Let’s Cook: Of Dips and Dishes
This week as I stepped out of my vehicle, it felt like a midsummer’s night breeze — warm and inviting. In an instant, my thoughts turned to spring and the wonderful parties that come with this season. Parties such as graduations, bridal showers, and springtime birthdays and, of course, the snacks that often go with them. Isn’t it amazing what a warm breeze upon one’s cheek will lead to?
In my opinion, there is one snack duet that has always been perfectly understood — chips and dips. What can be more inviting than an attractive dip surrounded by chips, crackers or even little squares of bread. These long-time friends are the perfect start to any celebration and set the tone for “come on in and enjoy yourself.” I can guarantee you’ll never hear complaining or see gloomy looks on your guests when they arrive and discover that their first introduction is to chips and dips. And if they do arrive looking like “I would rather be home,” this sunshine of snacks will take care of that.
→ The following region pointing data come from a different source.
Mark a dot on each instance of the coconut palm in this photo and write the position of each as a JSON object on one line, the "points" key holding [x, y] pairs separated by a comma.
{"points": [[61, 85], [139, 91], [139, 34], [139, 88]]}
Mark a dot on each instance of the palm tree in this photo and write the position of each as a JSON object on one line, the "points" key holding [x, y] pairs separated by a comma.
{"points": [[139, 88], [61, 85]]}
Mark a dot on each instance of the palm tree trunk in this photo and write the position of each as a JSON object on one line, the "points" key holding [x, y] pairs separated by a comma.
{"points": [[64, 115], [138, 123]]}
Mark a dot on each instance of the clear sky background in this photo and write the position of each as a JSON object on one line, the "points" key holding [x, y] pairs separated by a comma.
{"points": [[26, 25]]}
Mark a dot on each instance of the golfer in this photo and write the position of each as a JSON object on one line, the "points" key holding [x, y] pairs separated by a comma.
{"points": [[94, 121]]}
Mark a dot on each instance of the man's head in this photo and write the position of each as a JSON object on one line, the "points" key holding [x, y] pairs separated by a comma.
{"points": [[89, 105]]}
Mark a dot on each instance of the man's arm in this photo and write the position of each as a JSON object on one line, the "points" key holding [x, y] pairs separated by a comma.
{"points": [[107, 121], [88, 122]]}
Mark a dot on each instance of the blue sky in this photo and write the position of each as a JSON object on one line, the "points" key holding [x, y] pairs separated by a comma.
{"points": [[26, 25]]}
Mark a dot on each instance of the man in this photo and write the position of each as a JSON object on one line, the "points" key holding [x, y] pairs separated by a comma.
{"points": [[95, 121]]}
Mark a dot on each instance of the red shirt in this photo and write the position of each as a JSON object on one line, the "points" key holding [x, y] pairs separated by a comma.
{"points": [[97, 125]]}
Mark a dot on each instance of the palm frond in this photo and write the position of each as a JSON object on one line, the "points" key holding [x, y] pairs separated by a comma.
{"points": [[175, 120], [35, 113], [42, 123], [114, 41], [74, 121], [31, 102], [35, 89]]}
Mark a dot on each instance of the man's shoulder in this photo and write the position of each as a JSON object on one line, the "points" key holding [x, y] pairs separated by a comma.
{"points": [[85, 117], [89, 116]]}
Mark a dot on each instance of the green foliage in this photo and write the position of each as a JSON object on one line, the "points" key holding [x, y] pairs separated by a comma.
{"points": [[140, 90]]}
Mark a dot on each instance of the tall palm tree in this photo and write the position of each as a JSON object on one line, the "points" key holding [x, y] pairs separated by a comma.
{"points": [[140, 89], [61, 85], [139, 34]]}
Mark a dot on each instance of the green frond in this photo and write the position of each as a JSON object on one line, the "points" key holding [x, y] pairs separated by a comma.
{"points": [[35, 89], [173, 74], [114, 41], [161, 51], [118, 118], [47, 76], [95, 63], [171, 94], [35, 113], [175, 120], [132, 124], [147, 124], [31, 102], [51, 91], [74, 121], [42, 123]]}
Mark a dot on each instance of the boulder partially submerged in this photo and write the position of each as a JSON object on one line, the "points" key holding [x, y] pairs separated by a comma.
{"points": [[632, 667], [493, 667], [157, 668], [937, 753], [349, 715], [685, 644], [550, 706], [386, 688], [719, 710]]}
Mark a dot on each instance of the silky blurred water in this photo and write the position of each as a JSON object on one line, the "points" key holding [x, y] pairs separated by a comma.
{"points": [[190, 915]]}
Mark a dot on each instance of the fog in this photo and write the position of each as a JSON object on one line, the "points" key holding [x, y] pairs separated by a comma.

Making attractive and tasty dips is not an unsolved mystery unless you are recalling that concoctions that Aunt Millie made with the red pimento, anchovies, and white beans. Actually, dips haven’t changed that much. Granted, there will always been new spices to try but the basic ingredients focus around sour cream, mayonnaise, and yogurt for creamy dips. Tomatoes and other vegetables create the salsa style dips. Changes have been minor over the years unless you are adding the pisto-packin’ mama of hot peppers!
Dips can certainly be enjoyed without a party. Sometimes this is actually quite wonderful because you can indulge to your hearts content and nobody is going to say a word. A good movie with plenty of dips and chips are friends you are delighted to meet on a Friday night.
By now, you know I have been a fan of presenting food in lovely dishes. Dips and chips are fun to serve because you can be very creative. The vintage chip and dip sets from the 1960s and ’70s are popular with younger people, and that is so fun to see. Pyrex made them in a variety of colors and a personal favorite are the bright orange and yellow sets. When set upon the serving table, they glow like the sun.
In our 32 years of marriage, Jan and I have never had a dishwasher; we can live without one since we don’t find dishwashing nasty. I grew up in a home where my dad sold dishwashers, and much to his dismay, we washed all of our good dishes by hand. This is perhaps why many young people are not interested in using collectible or china serving pieces. If it cannot go in the dishwasher, they are not interested. Think of all the lovely table setting they are missing!
My approach to washing dishes includes memories, and that is why I still enjoy my hands in the suds. Using vintage glassware and dishes that had once belonged to family members or friends keeps their memory close. The pedestal dish with matching plate that you see in today’s photo came from our late friend, Fern Peterson, of Rugby. This set was a wedding gift to her parents and something she treasured. For a number of years, Jan and I organized a dish show in Rugby with the proceeds going to the Lions Eye Bank. Fern enjoyed these shows and understood that we took a genuine interest in glassware and china. She came to our home one fall day with this set and presented it to us. We take a sentimental journey back to Rugby every time we use this pretty set that features a burnt orange band and gold trim. Seeing it gives us the opportunity to recall the blessing of our friendship with Fern–a kind, caring and wise lady.
What memory do you plan to recall the next time you serve something special?
Potato Chip Dip
This recipe came to our home from Gladys Rust. She presented a program at Harmony Homemakers on avocados. My mom then made this, and it caused quite a stir at the Repnow dining table because up until this point, we as Lutherans, never had eaten avocados! I liked it and immediately copied the recipe into my own cookbook at the age of 9. It made me smile when I made this recently. Lydia came into the kitchen when I had finished making this dip. She grabbed a chip and dipped it with several others. She said “Tell your readers this is a Lydia-approved dip!”
1 8-oz package small curd cottage cheese
2 hard boiled eggs, chopped fine
1 small avocado, peeled and mashed
1 tablespoon finely grated onion
1 tablespoon Good Seasons Italian Dressing spice mix
1/2 cup sour cream
Salt and pepper to taste
Combine all ingredients in order listed, chill. Remove to room temperature about 15 minutes before serving, and serve accompanied by lots of crisp potato chips.
Mushroom Dip
This recipe came from Betty Nathan of Turtle Lake. She served it as a snack during our painting classes. It is very good.
6 oz softened cream cheese
1 tablespoon minced onion
1/2 teaspoon garlic salt
1/4 teaspoon ground white pepper
1 tablespoon chopped fresh parsley
1 teaspoon lemon juice
1 cup finely chopped mushrooms
With mixer, whip cream cheese and onion until light and fluffy. Stir in next 5 ingredients. Refrigerate 1/2 hour or longer. Serve on crackers.